• No results found

De volgorde van je onderwijseenheden

6 De voltijd bacheloropleiding

6.8 De volgorde van je onderwijseenheden

Je opleiding mag een verplichte volgorde van onderwijseenheden bepalen. Dat betekent dat het behalen van de ene onderwijseenheid een drempel is voor het starten met een andere onderwijseenheid.
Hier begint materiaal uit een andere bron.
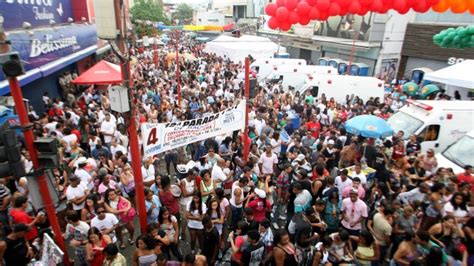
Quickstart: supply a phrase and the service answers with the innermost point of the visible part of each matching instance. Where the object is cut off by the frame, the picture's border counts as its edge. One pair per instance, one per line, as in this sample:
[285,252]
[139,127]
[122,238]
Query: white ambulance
[436,124]
[459,154]
[263,67]
[338,87]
In jouw opleiding geldt het volgende:

AMIB CE Den Bosch

In de propedeutische fase geldt een verplichte volgorde voor deelname aan de onderwijseenheden. De volgorde is als volgt: P1/P2/P3/P4. Er geldt ook een verplichte volgorde van het volgen van de overige fasen van de opleiding. Deze volgorde is als volgt: Propedeuse > Kernfase > Stage > Eindfase/Minor* > Minor/Eindfase* >

Afstuderen.

*De volgorde van de Eindfase en de Minor verschilt per student. Een deel van het cohort start in de Eindfase en het andere deel van het cohort start op datzelfde moment met de Minor. Welke volgorde voor jou geldt, wordt medegedeeld aan het einde van de kernfase.

Drempels

In iedere fase is een bepaald niveau van werken nodig dat aansluit op de voorgaande en opvolgende fase. De verplichte volgorde brengt met zich mee dat je het recht hebt om de onderwijseenheden te volgen op het

moment dat je jezelf in de desbetreffende fase bevindt. Voor toelating tot de verschillende fasen van de opleiding gelden drempels.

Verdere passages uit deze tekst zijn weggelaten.